Ok since I'm still the new guy here and everyone told me last winter was a not common (it was damn cold!), would a December / January event interest anyone? Maybe down the POC/Rockport/Sea Drift area? I believe that is about the same drive from Houston & San Antonio.

Or if this is too soon after the Delacroix event, someone suggest a new time. I'm just throwing the idea out there, so feel free to make suggestions.

-Scott


----------



## Gonefishin (Jan 10, 2010)

As I mentioned in an earlier post about this, just about anytime is good with me. I don't know when the Delacroix event is. But I would think anytime after labor day would be good. The weather will have cooled a little and the shallow water fishing is great by then. I am in you guys just come up with a date.


----------



## Gramps (Nov 1, 2007)

Well the Delacroix event is the end of October, then you have Thanksgiving & Christmas behind that. Personally I couldn't do it earlier due to other commitments...

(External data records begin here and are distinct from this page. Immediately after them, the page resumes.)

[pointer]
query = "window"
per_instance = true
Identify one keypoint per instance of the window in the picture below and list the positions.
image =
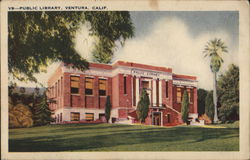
(58, 88)
(167, 89)
(189, 91)
(102, 87)
(89, 86)
(178, 95)
(74, 116)
(134, 91)
(89, 116)
(168, 118)
(60, 117)
(74, 84)
(125, 84)
(145, 84)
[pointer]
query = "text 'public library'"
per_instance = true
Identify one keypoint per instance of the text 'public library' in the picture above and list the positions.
(80, 96)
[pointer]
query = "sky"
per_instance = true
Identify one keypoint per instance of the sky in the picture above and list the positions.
(172, 39)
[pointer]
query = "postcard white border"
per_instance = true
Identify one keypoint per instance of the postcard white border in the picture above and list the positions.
(139, 5)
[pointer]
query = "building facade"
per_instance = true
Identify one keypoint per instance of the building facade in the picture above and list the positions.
(80, 96)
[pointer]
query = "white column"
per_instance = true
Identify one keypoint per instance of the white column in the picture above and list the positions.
(150, 92)
(160, 92)
(161, 118)
(137, 92)
(154, 92)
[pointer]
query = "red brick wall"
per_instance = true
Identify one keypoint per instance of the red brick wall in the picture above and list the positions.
(164, 98)
(195, 100)
(115, 91)
(122, 113)
(89, 101)
(75, 101)
(102, 103)
(170, 93)
(96, 92)
(174, 117)
(66, 90)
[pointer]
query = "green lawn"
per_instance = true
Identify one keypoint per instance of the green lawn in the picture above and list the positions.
(114, 137)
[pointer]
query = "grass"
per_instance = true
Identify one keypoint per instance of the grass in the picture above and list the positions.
(114, 137)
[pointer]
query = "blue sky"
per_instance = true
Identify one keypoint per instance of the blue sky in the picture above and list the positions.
(173, 39)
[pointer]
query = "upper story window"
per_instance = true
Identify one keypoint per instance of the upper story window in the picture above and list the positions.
(74, 116)
(145, 84)
(190, 98)
(89, 86)
(125, 85)
(178, 95)
(102, 87)
(167, 89)
(74, 84)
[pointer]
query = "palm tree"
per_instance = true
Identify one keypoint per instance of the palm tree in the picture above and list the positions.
(214, 50)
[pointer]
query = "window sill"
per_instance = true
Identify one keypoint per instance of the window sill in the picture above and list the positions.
(75, 94)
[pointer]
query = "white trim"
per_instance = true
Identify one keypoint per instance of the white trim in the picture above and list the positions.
(160, 91)
(185, 83)
(137, 90)
(154, 91)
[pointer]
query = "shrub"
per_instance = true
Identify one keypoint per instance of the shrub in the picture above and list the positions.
(209, 105)
(184, 107)
(143, 106)
(206, 119)
(107, 109)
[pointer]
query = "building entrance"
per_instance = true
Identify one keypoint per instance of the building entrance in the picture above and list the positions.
(156, 118)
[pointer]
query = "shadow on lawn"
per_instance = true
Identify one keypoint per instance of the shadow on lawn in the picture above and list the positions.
(74, 141)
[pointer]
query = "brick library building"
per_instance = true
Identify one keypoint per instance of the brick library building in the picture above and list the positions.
(80, 96)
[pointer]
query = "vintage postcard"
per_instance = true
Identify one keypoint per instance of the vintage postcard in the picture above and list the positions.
(149, 79)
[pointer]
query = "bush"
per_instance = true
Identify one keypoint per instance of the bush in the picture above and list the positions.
(229, 113)
(143, 106)
(206, 119)
(228, 91)
(209, 105)
(184, 107)
(107, 109)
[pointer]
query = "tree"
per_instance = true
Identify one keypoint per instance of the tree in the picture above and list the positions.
(202, 93)
(107, 109)
(214, 50)
(184, 107)
(19, 116)
(143, 106)
(228, 94)
(209, 106)
(36, 39)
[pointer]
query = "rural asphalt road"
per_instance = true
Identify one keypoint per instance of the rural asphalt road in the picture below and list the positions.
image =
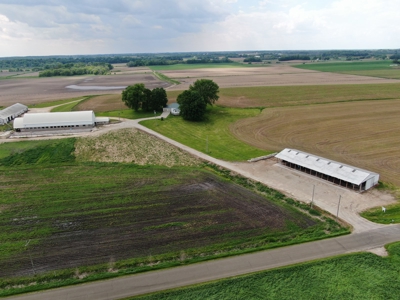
(197, 273)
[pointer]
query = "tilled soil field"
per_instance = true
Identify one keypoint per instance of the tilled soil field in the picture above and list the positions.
(38, 90)
(79, 215)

I guess it really boils down to when would the seasoned locals like to and where would we be able to hold an event?


----------



## Gramps (Nov 1, 2007)

Ok well it seems the Microskiff.com event has been pushed back and I really want to fish that area. So does anyone else want to make a mini-rally the middle/end of October in Delacroix? If not I may just hold a one boat rally! ;D


----------



## DuckNut (Apr 3, 2009)

Gramps - reach out to ryan 1720. He and I were chatting about you being new over there and he fishes there alot, but also heads your direction.


----------



## jboriol (Jan 2, 2010)

If any of you guys still want to hit delacroix there are several guys on the site that could point you in the right direction. You could also call capt. Jack at sweetwater marina and he will get you going.
Hopedale is also good then.


----------



## Capt_TD1 (Jul 15, 2011)

Guys,

Anybody up for a fall Delacroix trip just let me know what yall will need. I can reach out to some of my guys for lodging, guiding, tourism, etc. Do not hesitate to let me know. Anyone coming down just to learn the area I'd be happy to help.

Capt Tristan Daire
www.highereducationgs.net


----------



## natasha1 (Jul 27, 2009)

I am up for a get together. I tried to organize one a few years ago but due to an incoming kiddo i had to cancel. An option to think about is getting a cabin at the land cut. They are floating cabins on top of some shallow water bull red fishing.


----------